Die Entscheidung kam für viele überraschend: Niko Kovac ist seit vergangenem Sonntag nicht mehr Cheftrainer des FC Bayern München. Nachdem der Rekordmeister sein Bundesligaspiel am Samstagnachmittag bei Eintracht Frankfurt sang- und klanglos mit 1:5 verloren hatte, war eine Ablösung des Kroaten trotz des schlechten Ergebnisses und der allgemein schwachen letzten Wochen zunächst nicht unbedingt abzusehen. Zu ungünstig schien der Zeitpunkt für einen Trainerwechsel noch vor dem Champions-League-Spiel gegen Olympiakos Piräus und dem Bundesligaklassiker gegen den Dauerrivalen Borussia Dortmund. Auch 50,3 Prozent der Fans bewerten den Zeitpunkt in der FanQ-App als kritisch. Dabei hatte sich die Entlassung des ehemaligen Bayern-Profis nicht erst in den letzten Wochen angekündigt. Der Zeitpunkt aber überrascht dennoch und legt eins nah: Kovac hat von Anfang an nie wirklich eine faire Chance bekommen.
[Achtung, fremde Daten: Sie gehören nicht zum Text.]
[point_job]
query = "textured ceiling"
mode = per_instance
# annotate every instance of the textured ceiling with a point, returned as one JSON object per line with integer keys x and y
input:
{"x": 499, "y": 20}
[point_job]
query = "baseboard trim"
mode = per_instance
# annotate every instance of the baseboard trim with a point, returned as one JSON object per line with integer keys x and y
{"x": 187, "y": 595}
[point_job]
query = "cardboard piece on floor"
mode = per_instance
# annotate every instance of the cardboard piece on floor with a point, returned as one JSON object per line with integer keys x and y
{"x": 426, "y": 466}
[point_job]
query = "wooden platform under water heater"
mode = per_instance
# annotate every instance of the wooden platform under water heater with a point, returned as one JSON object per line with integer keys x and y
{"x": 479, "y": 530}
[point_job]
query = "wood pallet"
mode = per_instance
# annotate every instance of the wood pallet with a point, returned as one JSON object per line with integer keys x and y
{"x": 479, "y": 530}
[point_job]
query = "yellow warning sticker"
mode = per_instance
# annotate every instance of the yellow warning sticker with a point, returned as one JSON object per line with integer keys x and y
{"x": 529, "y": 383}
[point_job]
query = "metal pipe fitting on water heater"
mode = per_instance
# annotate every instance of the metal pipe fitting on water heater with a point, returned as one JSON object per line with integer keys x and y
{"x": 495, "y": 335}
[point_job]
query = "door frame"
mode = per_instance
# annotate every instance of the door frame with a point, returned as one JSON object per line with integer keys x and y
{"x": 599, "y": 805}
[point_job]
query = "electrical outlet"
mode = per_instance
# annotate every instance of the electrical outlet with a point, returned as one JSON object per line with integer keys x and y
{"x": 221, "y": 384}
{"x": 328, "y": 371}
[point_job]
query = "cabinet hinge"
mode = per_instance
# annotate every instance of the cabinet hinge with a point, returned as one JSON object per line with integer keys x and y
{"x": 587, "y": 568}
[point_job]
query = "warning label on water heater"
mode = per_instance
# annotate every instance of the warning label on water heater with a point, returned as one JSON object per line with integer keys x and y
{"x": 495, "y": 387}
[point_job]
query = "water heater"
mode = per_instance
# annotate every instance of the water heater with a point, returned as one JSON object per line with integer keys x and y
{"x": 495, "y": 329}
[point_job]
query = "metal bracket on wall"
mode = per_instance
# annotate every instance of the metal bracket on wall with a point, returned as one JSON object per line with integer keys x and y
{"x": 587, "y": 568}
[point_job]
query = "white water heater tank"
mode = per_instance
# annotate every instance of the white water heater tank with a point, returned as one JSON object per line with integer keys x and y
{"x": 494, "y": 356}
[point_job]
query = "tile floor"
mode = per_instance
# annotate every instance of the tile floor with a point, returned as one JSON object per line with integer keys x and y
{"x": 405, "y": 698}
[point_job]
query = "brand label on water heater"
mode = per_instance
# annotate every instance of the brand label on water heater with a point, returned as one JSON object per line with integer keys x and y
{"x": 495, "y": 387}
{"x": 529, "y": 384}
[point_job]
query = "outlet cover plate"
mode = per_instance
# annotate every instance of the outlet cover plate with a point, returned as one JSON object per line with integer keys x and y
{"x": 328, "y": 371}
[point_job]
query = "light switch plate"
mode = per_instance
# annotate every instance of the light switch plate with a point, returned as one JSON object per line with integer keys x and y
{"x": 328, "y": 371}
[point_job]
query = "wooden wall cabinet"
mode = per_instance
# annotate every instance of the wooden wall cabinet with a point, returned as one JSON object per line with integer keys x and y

Bayern-Führung vertraute Kovac nie wirklich

Bereits seit seinem Amtsantritt im Sommer 2018 drängte sich die öffentliche Meinung auf, Kovac könne bei einem Verein in der Größenordnung des FC Bayern München auf lange Sicht nicht bestehen. Der Pokalgewinn mit Ex-Klub Eintracht Frankfurt war mit Blick auf die spielerischen und finanziellen Ressourcen sicher ein großer Erfolg. Dennoch war und ist er noch lange kein Qualitätsmerkmal, um die Bayern-Führung um Noch-Präsident Uli Hoeneß und Vorstandschef Karl-Heinz Rummenigge nachhaltig zu beeindrucken. Schon nach den ersten spielerischen Schwankungen war klar: Niko Kovac würde es beim Rekordmeister schwer haben. Schnell wurde ihm von Medien und Vereinsführung gleichermaßen ein zu defensiver Spielstil sowie fehlende Balance zwischen Abwehr und Angriff angekreidet. Auch der starke Auftritt beim jüngsten 7:2-Erfolg gegen die Tottenham Hotspurs in der Champions League ließ die Kritik nur kurzzeitig verstummen. Bis zur Pleite gegen die SGE folgten jeweils nur knappe Siege mit einem Tor Unterschied, darunter auch der schwache Auftritt beim 2:1 gegen den Zweitligisten VfL Bochum im DFB-Pokal.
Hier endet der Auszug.